O tanzânia, assim como o mombaça, deve ser usado preferencialmente sob pastejo rotacionado e com reposição de fertilizantes. Após aproximadamente 70 dias do plantio ou quando o tanzânia atingir de 60 cm a 70 cm de altura, é aconselhável fazer um pastejo com muitos animais leves durante poucos dias, para rebaixamento até 30 cm ou 40 cm, a fim de facilitar o perfilhamento das plantas e dar maior cobertura ao solo. Os animais devem retornar às pastagens, em pastejo normal, quando elas estiverem com 70 cm de altura, e devem sair quando baixarem para 30 cm ou 40 cm.
Que cuidados devem ser observados na formação de pastagens com os capins tanzânia e mombaça?
Além do preparo do solo e da adubação corretiva, três aspectos são fundamentais para uma boa formação: semente de boa qualidade, obtida de uma firma idônea, profundidade de semeadura de, no máximo, 3 cm e uma compactação do solo após o plantio, para que a semente entre em contato com maior volume de solo. A compactação pode ser feita com um rolo compactador tradicional, com um rolo feito de pneus usados de caminhão ou com uma gradagem niveladora extremamente superficial.

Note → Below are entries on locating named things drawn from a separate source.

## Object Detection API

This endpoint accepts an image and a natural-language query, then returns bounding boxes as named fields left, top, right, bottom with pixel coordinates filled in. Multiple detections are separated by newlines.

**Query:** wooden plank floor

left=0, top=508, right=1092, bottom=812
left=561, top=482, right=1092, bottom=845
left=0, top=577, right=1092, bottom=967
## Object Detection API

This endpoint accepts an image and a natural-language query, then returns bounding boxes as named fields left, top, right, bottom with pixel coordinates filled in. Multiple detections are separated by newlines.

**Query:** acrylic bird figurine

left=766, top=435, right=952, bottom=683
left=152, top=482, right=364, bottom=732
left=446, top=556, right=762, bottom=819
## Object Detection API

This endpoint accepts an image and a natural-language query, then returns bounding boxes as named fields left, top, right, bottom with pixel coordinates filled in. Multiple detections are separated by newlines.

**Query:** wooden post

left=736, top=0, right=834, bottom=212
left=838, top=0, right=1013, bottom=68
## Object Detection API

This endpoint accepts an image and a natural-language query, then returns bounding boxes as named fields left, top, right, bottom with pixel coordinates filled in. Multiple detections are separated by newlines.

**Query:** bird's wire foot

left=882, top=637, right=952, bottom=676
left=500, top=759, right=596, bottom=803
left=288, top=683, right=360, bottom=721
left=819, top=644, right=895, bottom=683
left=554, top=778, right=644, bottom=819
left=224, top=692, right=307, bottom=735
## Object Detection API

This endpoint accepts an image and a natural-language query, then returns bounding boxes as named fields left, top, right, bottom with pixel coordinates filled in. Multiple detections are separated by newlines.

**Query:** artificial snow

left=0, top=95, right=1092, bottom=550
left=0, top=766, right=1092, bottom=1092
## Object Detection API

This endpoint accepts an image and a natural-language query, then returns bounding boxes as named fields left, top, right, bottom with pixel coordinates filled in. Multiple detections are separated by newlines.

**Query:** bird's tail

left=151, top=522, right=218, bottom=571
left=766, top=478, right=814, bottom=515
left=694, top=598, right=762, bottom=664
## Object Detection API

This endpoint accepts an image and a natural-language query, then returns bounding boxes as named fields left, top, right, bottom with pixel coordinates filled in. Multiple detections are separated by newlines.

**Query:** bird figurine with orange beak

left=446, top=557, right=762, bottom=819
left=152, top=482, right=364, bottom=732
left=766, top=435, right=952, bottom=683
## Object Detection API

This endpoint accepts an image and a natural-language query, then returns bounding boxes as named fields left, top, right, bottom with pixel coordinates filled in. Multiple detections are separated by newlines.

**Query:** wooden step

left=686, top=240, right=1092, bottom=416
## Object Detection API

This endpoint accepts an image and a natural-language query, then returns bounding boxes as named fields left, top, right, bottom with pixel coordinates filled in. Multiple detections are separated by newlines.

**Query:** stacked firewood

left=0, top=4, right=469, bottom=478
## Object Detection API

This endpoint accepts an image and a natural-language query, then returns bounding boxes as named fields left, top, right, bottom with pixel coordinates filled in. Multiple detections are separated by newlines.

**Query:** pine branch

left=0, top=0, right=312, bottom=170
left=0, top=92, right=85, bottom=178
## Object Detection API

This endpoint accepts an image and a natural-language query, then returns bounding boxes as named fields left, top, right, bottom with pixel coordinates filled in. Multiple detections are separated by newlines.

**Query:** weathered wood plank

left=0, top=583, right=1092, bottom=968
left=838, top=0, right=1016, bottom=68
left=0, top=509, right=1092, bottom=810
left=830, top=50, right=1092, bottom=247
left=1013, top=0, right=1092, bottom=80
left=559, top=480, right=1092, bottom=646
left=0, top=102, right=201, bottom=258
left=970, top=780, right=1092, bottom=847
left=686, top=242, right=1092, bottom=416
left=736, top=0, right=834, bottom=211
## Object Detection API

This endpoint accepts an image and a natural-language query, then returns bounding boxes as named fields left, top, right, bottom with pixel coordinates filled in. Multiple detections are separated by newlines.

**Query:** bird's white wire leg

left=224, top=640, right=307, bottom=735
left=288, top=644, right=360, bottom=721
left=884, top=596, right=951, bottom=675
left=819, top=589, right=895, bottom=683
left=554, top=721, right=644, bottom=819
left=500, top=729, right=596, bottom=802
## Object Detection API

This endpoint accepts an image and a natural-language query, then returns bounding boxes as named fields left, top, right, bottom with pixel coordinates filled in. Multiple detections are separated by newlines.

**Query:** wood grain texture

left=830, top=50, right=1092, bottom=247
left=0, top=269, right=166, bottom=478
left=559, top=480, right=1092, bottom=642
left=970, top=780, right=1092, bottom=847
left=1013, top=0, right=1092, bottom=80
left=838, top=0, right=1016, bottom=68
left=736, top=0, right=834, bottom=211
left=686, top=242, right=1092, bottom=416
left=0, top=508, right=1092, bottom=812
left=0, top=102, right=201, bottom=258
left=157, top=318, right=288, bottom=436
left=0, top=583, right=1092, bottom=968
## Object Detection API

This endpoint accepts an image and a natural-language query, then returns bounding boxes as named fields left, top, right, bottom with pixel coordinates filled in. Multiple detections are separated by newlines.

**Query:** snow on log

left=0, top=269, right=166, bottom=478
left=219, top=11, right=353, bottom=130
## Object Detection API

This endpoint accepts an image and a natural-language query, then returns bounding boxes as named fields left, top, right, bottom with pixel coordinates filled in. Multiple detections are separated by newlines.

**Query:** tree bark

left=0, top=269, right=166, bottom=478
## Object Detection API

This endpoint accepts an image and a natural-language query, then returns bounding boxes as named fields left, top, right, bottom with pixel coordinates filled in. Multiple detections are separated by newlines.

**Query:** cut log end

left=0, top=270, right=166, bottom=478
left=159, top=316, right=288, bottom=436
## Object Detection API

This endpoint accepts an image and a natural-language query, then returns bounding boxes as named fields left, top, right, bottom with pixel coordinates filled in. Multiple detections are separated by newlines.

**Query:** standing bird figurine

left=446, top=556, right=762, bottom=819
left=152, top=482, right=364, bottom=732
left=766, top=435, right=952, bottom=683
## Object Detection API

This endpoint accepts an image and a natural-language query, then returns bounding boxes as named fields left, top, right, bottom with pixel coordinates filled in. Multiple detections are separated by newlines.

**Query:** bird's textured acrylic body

Dentre as braquiárias, a humidícola tem mostrado ter o mais baixo valor nutritivo. Apesar disso, a maioria das áreas cultivadas com essa espécie, nos cerrados, é utilizada para gado de cria, que é mais exigente.
A decumbens pode ser usada para engorda, embora proporcione lotações mais baixas e menores ganhos de peso quando comparada com outras gramíneas, como as dos gêneros Panicum (tanzânia e mombaça), Cynodon (tiftons) e mesmo com as brizantas (marandu, xaraés e piatã).